Marmalade takes its own time. You can stare at it. Stir it. Test it. But you can’t rush it – it’ll reach that sweet setting spot when it’s good and ready.
But it wasn’t a complete loss. We’d made a delicious marmalade syrup (spiked with some “maybe this will help” whisky, hastily grabbed from a nearby shelf), perfect for pouring on porridge, pancakes and the like.
I let the idea lie for a while after that. At the time, it had seemed like a sign. It wasn’t going to work. I failed. Why bother? You know the thoughts. But then that urge for citrus rose up again, and the planets aligned. I went from finding Seville Oranges nowhere, to seeing them everywhere. And finally – after weeks of limping – I was able to walk well enough to venture off my island to claim them.
So I gathered up bags of them. I grabbed pink and ruby grapefruits, blood oranges, and lemons, and carried the kilos of fruit, heavy with juice and promise, back home. The kitchen was buoyed for weeks on their blowsy, sweet-sharp scent. And in the middle of it – there I was. Slicing. Stirring. Waking up.

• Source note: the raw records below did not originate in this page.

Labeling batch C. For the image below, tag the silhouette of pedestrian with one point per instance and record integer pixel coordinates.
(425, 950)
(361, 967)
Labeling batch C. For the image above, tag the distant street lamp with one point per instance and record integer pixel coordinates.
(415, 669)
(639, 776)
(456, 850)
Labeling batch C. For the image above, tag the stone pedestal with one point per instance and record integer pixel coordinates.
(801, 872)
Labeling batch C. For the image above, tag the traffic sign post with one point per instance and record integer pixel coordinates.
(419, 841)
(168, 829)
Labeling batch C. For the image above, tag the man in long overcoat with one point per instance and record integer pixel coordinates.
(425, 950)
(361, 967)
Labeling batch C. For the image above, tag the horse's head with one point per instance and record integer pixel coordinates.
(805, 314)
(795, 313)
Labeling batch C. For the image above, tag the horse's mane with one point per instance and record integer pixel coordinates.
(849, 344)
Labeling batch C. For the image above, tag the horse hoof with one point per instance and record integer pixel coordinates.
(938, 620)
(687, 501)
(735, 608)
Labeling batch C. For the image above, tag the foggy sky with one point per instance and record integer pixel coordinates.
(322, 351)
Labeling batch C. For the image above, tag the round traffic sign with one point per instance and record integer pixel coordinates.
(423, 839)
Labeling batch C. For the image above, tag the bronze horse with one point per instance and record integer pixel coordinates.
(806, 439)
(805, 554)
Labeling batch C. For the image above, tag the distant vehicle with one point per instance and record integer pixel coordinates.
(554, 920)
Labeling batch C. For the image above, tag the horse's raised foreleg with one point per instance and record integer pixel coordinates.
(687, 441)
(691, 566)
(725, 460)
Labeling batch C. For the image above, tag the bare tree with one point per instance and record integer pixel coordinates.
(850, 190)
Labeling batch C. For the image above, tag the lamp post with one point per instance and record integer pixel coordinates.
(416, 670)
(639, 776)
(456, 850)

It’s March now. And Glasgow’s waking up too. Crocuses are poking their purple and white heads out of the ground. The hyacinth on my kitchen counter is in full bloom. Daffodils wait in tight green bunches in every store and supermarket on my road. And I’ve got around 36 jars of marmalade waiting in the cool dark of the cupboard. And you know what? It’s great. I might well make some more.